Crown Gall Study OSU Pt 2

Crown Gall Study OSU Pt 2

Bob Larson
Bob Larson
With today's Fruit Grower Report, I'm Bob Larson. Studies at Oregon State University have come up with a faster way of detecting a devastating bacterium called Crown Gall disease, that leaves grotesque tumors on fruit trees and other small fruits.

OSU Ag Sciences Professor Jeff Chang says they've adapted commercially available kits by using strips of paper to test samples drawn from the plant ...

CHANG ... "I'm sure most people are familiar with how home pregnancy tests work, where a urine sample is applied and you get a plus sign or no sign or a pink band or two pink bands?
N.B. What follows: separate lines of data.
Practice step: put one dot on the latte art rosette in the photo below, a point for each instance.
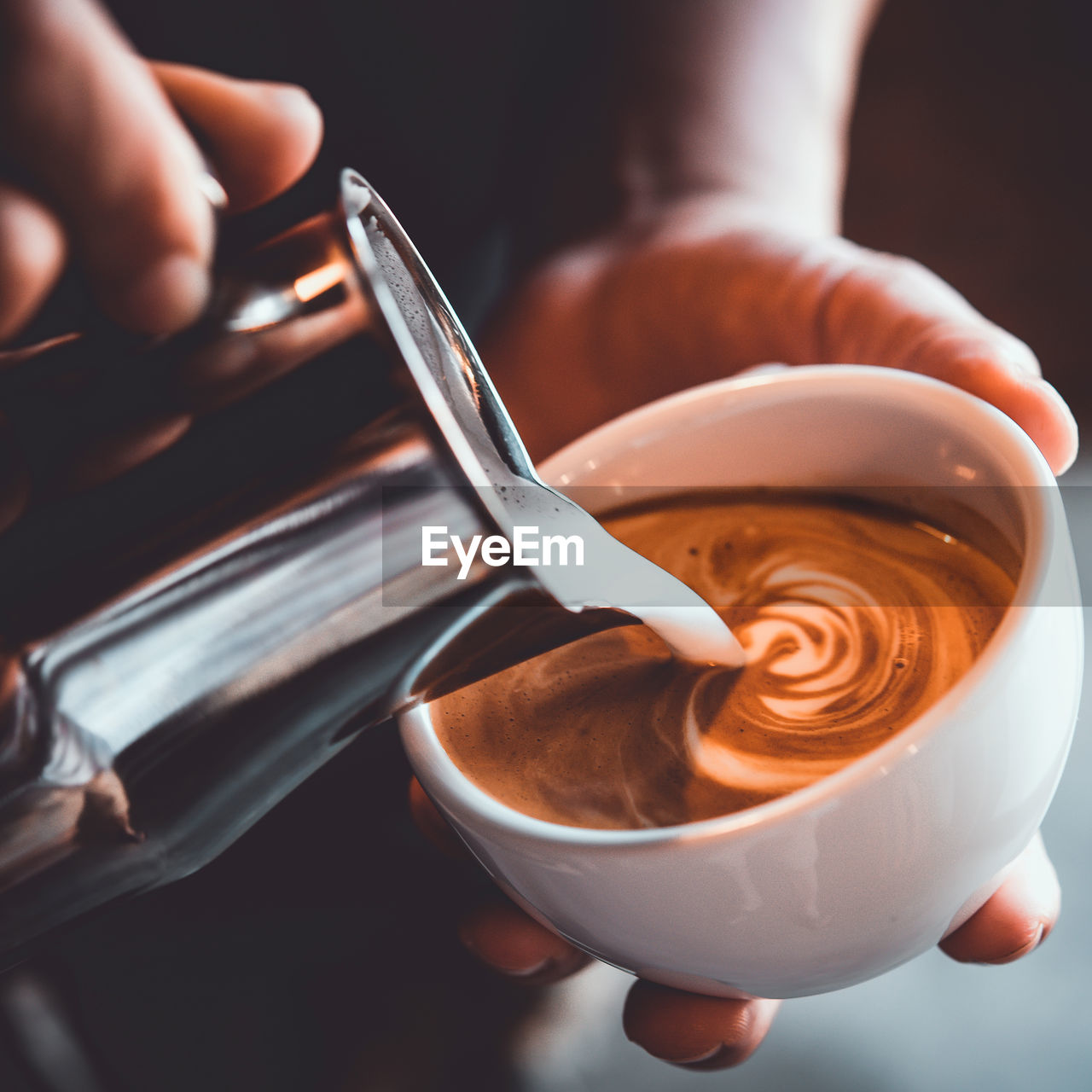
(854, 619)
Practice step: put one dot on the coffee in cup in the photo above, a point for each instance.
(857, 616)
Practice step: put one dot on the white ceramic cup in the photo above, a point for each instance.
(874, 864)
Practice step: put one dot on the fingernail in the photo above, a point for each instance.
(712, 1060)
(289, 98)
(167, 297)
(1022, 950)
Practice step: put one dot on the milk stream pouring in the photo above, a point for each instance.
(211, 560)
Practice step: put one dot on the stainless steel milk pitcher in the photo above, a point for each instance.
(201, 542)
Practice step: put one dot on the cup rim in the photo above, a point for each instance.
(1029, 467)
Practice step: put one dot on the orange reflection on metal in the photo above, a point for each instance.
(318, 281)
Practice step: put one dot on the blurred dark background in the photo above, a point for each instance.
(319, 952)
(970, 153)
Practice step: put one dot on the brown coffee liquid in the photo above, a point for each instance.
(855, 619)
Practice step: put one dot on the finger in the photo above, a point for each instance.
(693, 1031)
(261, 136)
(1017, 919)
(509, 942)
(894, 312)
(86, 120)
(32, 257)
(433, 825)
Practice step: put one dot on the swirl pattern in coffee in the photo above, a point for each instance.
(855, 619)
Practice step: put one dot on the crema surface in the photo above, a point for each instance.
(855, 619)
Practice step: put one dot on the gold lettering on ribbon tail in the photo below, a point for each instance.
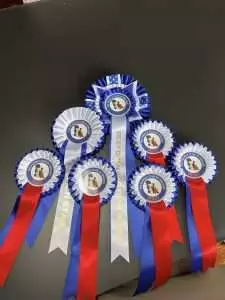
(119, 220)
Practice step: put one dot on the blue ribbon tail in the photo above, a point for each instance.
(193, 235)
(147, 264)
(39, 218)
(70, 287)
(9, 221)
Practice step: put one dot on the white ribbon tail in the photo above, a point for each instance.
(65, 205)
(119, 215)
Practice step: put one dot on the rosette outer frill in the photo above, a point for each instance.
(120, 100)
(76, 132)
(92, 182)
(152, 142)
(195, 166)
(153, 190)
(39, 175)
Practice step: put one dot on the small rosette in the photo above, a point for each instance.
(92, 177)
(78, 125)
(193, 160)
(118, 95)
(42, 168)
(151, 137)
(151, 184)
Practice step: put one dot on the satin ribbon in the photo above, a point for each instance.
(135, 215)
(65, 205)
(202, 223)
(156, 254)
(9, 221)
(70, 288)
(17, 232)
(119, 213)
(87, 280)
(159, 158)
(39, 218)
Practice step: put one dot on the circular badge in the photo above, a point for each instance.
(118, 95)
(193, 160)
(152, 187)
(93, 181)
(117, 104)
(40, 167)
(78, 131)
(151, 137)
(39, 171)
(78, 125)
(151, 184)
(92, 177)
(152, 141)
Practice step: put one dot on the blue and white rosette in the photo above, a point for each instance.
(92, 183)
(39, 168)
(153, 190)
(119, 99)
(195, 166)
(152, 141)
(76, 132)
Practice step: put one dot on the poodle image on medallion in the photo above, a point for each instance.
(39, 172)
(78, 132)
(151, 141)
(152, 189)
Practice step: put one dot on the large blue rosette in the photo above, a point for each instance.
(39, 175)
(195, 166)
(120, 100)
(76, 132)
(92, 182)
(153, 190)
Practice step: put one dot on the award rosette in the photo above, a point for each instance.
(76, 132)
(120, 100)
(195, 166)
(152, 141)
(92, 183)
(153, 190)
(39, 175)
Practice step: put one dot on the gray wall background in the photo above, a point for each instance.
(50, 52)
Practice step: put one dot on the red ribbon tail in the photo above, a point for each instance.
(162, 242)
(158, 159)
(14, 240)
(204, 227)
(87, 281)
(176, 234)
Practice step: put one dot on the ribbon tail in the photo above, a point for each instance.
(39, 218)
(87, 280)
(119, 209)
(70, 288)
(203, 223)
(193, 236)
(135, 215)
(16, 235)
(9, 221)
(176, 234)
(63, 219)
(64, 210)
(162, 242)
(147, 264)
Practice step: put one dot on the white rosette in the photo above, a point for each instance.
(40, 167)
(120, 99)
(193, 160)
(92, 176)
(76, 132)
(152, 137)
(151, 184)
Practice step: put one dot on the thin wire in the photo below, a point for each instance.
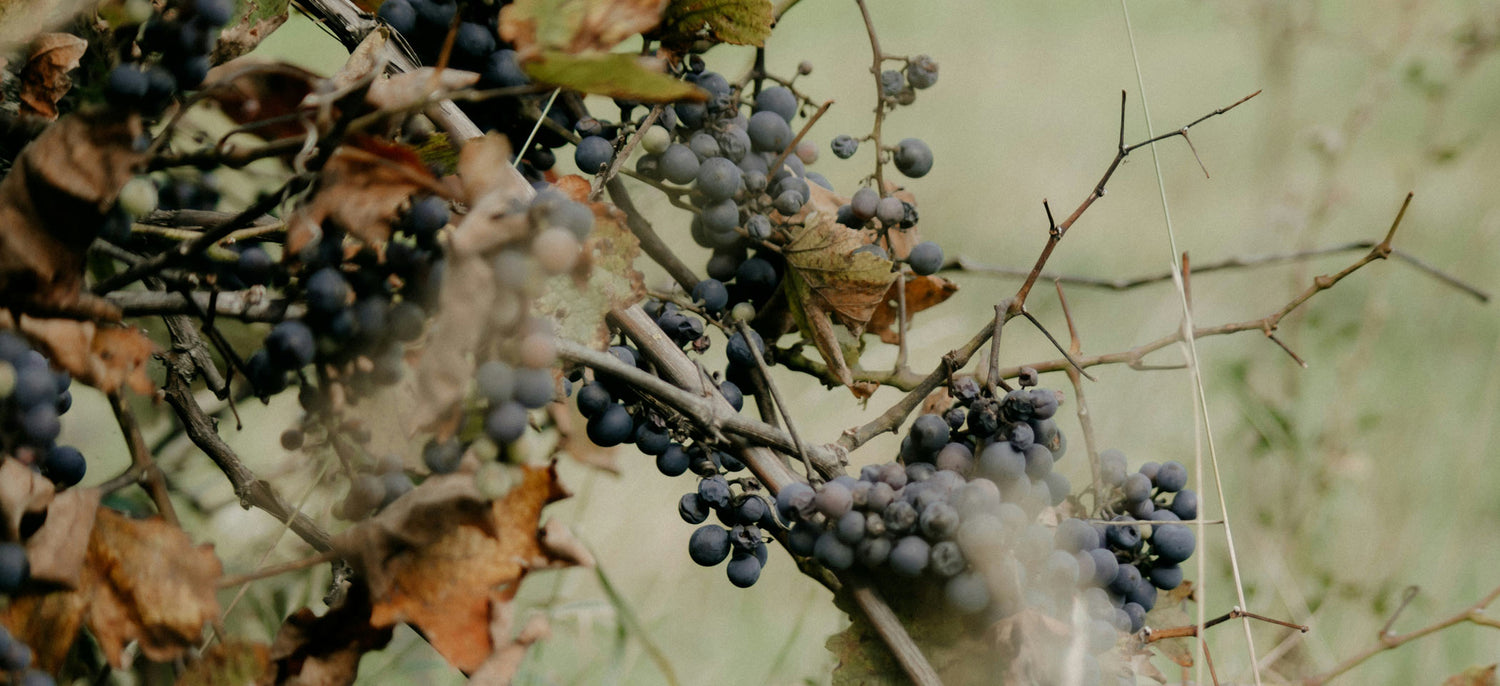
(1202, 407)
(540, 117)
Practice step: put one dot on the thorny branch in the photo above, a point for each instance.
(959, 358)
(971, 266)
(1473, 614)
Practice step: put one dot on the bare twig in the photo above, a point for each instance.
(1085, 418)
(897, 413)
(278, 569)
(252, 491)
(776, 397)
(143, 469)
(650, 242)
(894, 635)
(971, 266)
(1473, 614)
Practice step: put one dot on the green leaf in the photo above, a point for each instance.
(578, 305)
(725, 21)
(614, 75)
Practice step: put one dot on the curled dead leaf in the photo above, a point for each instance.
(53, 203)
(312, 650)
(23, 491)
(150, 584)
(44, 78)
(59, 548)
(447, 586)
(107, 358)
(921, 293)
(362, 189)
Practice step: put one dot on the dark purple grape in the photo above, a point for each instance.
(909, 556)
(708, 545)
(692, 508)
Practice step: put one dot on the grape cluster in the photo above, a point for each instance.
(33, 398)
(1149, 553)
(173, 53)
(479, 48)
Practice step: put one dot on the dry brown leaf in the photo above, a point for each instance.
(503, 664)
(243, 35)
(51, 204)
(254, 89)
(48, 623)
(485, 168)
(575, 186)
(362, 189)
(141, 581)
(21, 20)
(107, 358)
(21, 491)
(921, 293)
(228, 662)
(152, 586)
(44, 78)
(830, 282)
(312, 650)
(57, 550)
(447, 586)
(575, 26)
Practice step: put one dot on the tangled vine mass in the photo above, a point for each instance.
(453, 309)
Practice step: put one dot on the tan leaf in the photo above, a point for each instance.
(228, 662)
(21, 20)
(57, 550)
(312, 650)
(447, 586)
(503, 664)
(612, 281)
(152, 586)
(53, 203)
(576, 26)
(252, 26)
(107, 358)
(362, 189)
(44, 78)
(921, 293)
(141, 581)
(23, 491)
(254, 89)
(828, 282)
(725, 21)
(48, 623)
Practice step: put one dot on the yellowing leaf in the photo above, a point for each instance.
(614, 75)
(575, 26)
(612, 281)
(725, 21)
(830, 284)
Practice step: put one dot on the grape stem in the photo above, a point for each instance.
(201, 430)
(959, 358)
(776, 398)
(143, 469)
(1085, 416)
(1244, 261)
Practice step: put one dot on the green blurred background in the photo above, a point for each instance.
(1346, 481)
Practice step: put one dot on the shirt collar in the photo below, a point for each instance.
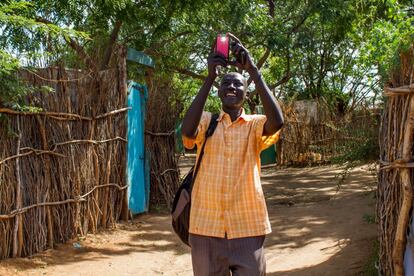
(243, 116)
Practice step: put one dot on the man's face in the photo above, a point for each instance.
(232, 91)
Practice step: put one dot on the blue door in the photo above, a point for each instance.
(137, 166)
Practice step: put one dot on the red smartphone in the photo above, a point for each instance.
(223, 45)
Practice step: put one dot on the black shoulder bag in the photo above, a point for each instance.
(182, 200)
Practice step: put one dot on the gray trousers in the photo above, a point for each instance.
(221, 256)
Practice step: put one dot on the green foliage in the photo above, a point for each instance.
(338, 50)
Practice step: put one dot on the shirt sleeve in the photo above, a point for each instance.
(189, 143)
(264, 141)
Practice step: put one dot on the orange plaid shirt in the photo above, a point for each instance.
(227, 196)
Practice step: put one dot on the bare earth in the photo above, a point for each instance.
(316, 231)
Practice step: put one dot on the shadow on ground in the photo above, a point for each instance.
(317, 230)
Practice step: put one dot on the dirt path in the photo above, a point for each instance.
(316, 231)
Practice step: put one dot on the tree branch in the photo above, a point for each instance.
(260, 63)
(74, 45)
(271, 4)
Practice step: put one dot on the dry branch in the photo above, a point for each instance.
(61, 115)
(160, 133)
(407, 200)
(71, 200)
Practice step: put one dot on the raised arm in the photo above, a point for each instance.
(271, 108)
(193, 115)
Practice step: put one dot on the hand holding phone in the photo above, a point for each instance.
(223, 45)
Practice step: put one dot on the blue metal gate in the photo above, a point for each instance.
(137, 164)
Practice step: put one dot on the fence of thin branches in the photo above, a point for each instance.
(62, 169)
(396, 177)
(160, 124)
(317, 135)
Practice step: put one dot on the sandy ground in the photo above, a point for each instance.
(316, 231)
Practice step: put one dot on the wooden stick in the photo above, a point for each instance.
(16, 212)
(18, 198)
(62, 115)
(89, 141)
(52, 152)
(160, 134)
(399, 91)
(59, 114)
(47, 179)
(404, 214)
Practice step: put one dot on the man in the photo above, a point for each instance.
(229, 219)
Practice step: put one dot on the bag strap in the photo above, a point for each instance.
(210, 130)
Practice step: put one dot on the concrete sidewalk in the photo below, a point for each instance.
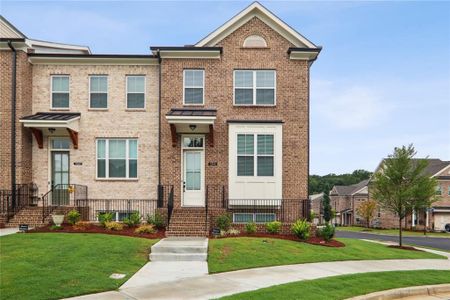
(222, 284)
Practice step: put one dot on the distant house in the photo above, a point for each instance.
(438, 216)
(316, 201)
(344, 200)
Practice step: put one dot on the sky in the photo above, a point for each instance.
(381, 81)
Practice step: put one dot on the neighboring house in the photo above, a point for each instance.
(316, 201)
(345, 199)
(438, 217)
(195, 131)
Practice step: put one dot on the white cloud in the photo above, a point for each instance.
(348, 106)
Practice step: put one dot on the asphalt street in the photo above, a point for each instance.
(438, 243)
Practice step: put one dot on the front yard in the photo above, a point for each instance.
(56, 265)
(242, 253)
(393, 232)
(346, 286)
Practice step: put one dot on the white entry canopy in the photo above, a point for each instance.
(42, 123)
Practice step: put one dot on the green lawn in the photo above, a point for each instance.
(242, 253)
(56, 265)
(345, 286)
(392, 231)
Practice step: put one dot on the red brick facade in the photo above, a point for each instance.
(292, 81)
(23, 108)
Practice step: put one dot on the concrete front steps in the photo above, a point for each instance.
(180, 249)
(31, 215)
(188, 221)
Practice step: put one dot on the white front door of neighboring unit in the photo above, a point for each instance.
(193, 173)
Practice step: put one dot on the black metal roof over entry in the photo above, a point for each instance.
(52, 116)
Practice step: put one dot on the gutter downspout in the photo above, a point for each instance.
(159, 124)
(13, 124)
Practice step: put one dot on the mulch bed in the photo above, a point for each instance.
(127, 231)
(405, 248)
(314, 240)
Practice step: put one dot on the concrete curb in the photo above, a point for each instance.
(424, 290)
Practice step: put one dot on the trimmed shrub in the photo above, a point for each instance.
(273, 227)
(81, 225)
(301, 229)
(73, 216)
(250, 227)
(115, 226)
(104, 218)
(132, 220)
(156, 220)
(223, 222)
(145, 228)
(327, 232)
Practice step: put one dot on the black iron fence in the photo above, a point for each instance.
(63, 196)
(90, 209)
(26, 194)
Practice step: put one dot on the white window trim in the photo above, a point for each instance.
(255, 88)
(253, 217)
(107, 96)
(127, 159)
(255, 154)
(126, 93)
(252, 187)
(51, 92)
(194, 87)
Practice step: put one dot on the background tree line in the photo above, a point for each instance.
(319, 184)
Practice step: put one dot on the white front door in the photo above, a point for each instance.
(193, 178)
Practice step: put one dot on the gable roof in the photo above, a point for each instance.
(8, 30)
(435, 165)
(257, 10)
(348, 190)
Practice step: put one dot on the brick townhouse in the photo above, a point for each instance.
(221, 126)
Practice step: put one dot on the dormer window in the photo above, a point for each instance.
(255, 41)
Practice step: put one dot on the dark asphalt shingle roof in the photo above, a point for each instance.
(192, 112)
(51, 116)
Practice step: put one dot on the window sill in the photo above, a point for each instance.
(98, 109)
(135, 109)
(56, 109)
(117, 179)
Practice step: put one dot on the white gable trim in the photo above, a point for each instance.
(259, 11)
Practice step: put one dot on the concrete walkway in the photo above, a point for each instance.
(222, 284)
(8, 231)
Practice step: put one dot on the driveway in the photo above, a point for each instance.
(438, 243)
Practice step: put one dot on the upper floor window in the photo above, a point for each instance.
(247, 156)
(254, 87)
(194, 85)
(136, 91)
(255, 41)
(60, 91)
(117, 158)
(98, 91)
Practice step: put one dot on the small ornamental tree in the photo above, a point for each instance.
(327, 214)
(402, 185)
(366, 210)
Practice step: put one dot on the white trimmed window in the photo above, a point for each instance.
(60, 91)
(263, 156)
(117, 158)
(253, 217)
(254, 87)
(194, 86)
(135, 92)
(98, 91)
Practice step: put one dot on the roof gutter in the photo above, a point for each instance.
(13, 123)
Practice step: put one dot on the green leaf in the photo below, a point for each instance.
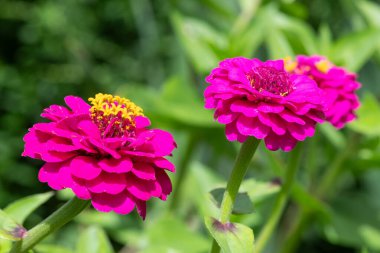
(170, 234)
(335, 137)
(5, 246)
(308, 201)
(49, 248)
(259, 190)
(198, 38)
(279, 47)
(231, 237)
(22, 208)
(301, 30)
(10, 229)
(355, 49)
(368, 116)
(93, 240)
(243, 204)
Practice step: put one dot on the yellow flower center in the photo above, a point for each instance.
(290, 65)
(113, 115)
(323, 66)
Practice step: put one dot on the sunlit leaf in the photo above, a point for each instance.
(368, 116)
(170, 234)
(259, 190)
(10, 229)
(22, 208)
(49, 248)
(93, 240)
(231, 237)
(242, 205)
(198, 38)
(354, 49)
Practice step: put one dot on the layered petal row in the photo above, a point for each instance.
(260, 99)
(118, 167)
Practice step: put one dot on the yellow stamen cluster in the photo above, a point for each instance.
(323, 66)
(113, 114)
(290, 65)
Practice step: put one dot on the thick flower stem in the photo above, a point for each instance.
(182, 171)
(281, 200)
(238, 172)
(56, 220)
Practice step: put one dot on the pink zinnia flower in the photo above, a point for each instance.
(104, 152)
(338, 84)
(260, 99)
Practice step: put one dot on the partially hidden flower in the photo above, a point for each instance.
(104, 152)
(260, 99)
(339, 86)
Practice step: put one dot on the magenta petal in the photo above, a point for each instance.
(245, 107)
(252, 127)
(141, 208)
(85, 167)
(60, 144)
(162, 142)
(164, 164)
(231, 132)
(144, 171)
(55, 112)
(49, 173)
(110, 183)
(286, 142)
(112, 165)
(77, 104)
(274, 122)
(270, 108)
(165, 183)
(54, 156)
(143, 189)
(142, 122)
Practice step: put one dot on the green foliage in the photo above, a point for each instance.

That's basically what this does. So, if we amplify and there is the presence of the pathogen, a band will show up on this piece of paper. So, you can see it's rather easy to use and it can be done in 30 minutes whereas a traditional piece test takes about 2 ½ to 3 hours."

Chang says Crown Gall can be fatal for young plants, but for more mature plants it leaves the unsightly tumors and becomes a carrier ...

CHANG ... "The challenge is, if a grower has that plant in his or her field or orchard, then it's going to spread. And the other thing, if a lot of the industry, they propagate and then they sell to growers. So, if they're selling plants that have the pathogen, they're unwillingly spreading it to other locations."

Chang says much like with human patients, 'an ounce of prevention, is worth a pound of cure' ...

CHANG ... "It's all about preventative care. So, with disease management, a lot of effort goes into preventing the pathogen from even getting there. And detection is a way to quickly survey and look for its presence."

Chang gives credit to recent OSU grad Skylar Fuller for designing the detection device under guidance of the study's coauthors, Alexandra Weisberg and Melodie Putnam.